Six weeks into the new year and there are 484 single family homes for sale and 42 of them are either short sales or foreclosures - and they’re running neck n’ neck -
21 short sales/21 foreclosures – which makes distress sales a grand total of 8.7% of the total homes for sale in the Tucson Foothills market. Nothing to sneeze at, but nothing to get terribly alarmed about either. Unless of course you are one of them.
31 are priced from $0 to $599,999 (31 of 268 total for sale = 11.5%)
7 from $600,000 to $999,999 (7 of 124 total for sale = 5.6%)
4 from $1,000,000 & up (4 of 92 total for sale = 4.3%)
The % of distress sales is up slightly in the lower and middle price ranges and down a tad in the upper range, that’s vs. last month - slim pickins in short sales and foreclosures in the Tucson Foothills
And the average/median list price of this group is $545,730/$393,600 -
up more than a tad from last months tally. So we’re seeing, for the moment anyway, a higher grade or at least a higher priced crop of distress sales. But we’re also seeing approximately the same number of distress sales that we’ve seen since I started keeping track of them about 18 months ago.
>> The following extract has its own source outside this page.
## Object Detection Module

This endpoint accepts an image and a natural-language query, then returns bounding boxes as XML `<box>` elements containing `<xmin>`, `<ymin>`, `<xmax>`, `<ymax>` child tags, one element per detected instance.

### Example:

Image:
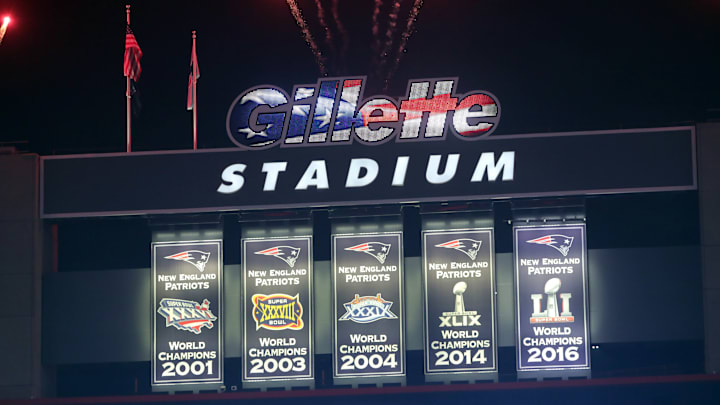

And despite all the talk and reports of its existence, we’ve yet to see that deluge of shadow inventory darken our skies. The reason that was usually given for lenders not releasing the shadow inventory was because they didn’t want to overwhelm the markets and put a further drag on prices. OK fine, but from the beginning foreclosures have been a relatively small piece of our market. And other than inching up somewhat in price, I still don’t see any evidence of that changing.